O êxito institucional em suas ações de inclusão e democratização da educação superior, assim como a ativa participação dos seus pesquisadores nos debates nacionais sobre os temas é, mais uma vez, citado pela professora Matilde Ribeiro como promotor de novas revoluções não só no estado, como no país, a exemplo da Lei Federal nº 12.711.
Regulamentada pelo Decreto nº 7.824/2012, a Lei que ficou conhecida como “Lei das Cotas” garante a reserva de 50% das matrículas por curso/turno “nas 59 universidades federais e 38 institutos federais de educação, ciência e tecnologia a alunos oriundos integralmente do ensino médio público, em cursos regulares ou da educação de jovens e adultos”.
“Cotas não são favor, são um direito.

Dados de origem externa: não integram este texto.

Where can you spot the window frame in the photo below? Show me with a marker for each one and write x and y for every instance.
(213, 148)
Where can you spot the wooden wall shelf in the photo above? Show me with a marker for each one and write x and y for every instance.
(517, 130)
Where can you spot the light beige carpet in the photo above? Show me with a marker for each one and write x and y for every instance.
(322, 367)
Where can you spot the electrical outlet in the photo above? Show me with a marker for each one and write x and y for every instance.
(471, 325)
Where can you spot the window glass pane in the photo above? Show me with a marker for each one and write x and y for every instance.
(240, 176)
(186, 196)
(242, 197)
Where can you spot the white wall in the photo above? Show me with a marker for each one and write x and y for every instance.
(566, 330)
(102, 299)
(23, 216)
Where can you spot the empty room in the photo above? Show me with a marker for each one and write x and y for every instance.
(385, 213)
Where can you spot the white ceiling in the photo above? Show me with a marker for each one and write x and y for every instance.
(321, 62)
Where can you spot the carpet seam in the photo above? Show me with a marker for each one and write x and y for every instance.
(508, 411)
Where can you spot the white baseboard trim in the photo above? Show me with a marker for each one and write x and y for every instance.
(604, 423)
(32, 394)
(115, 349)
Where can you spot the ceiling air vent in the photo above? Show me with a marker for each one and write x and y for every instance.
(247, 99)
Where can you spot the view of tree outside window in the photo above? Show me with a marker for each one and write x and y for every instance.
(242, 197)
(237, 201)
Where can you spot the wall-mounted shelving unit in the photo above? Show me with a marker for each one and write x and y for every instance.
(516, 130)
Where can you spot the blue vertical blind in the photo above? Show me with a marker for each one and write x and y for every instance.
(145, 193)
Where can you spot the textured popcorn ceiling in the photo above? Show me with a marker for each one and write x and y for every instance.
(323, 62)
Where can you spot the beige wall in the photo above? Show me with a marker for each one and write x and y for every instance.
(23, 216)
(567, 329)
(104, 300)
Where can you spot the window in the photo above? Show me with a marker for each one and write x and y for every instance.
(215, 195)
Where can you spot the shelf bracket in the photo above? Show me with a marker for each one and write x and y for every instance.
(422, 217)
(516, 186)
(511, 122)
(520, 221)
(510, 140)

A prova é igual, o acesso é igual. Só não existe a discriminação das pessoas que vêm de escola pública, com o currículo defasado pela ausência de professores, para alunos que vêm de colégios particulares de elite. Aí está a justeza das cotas, que são direito e princípio da reparação que ainda não foi feita”, defende a professora aposentada e proeminente participante do debate sobre ações afirmativas na UNEB, Ana Celia da Silva.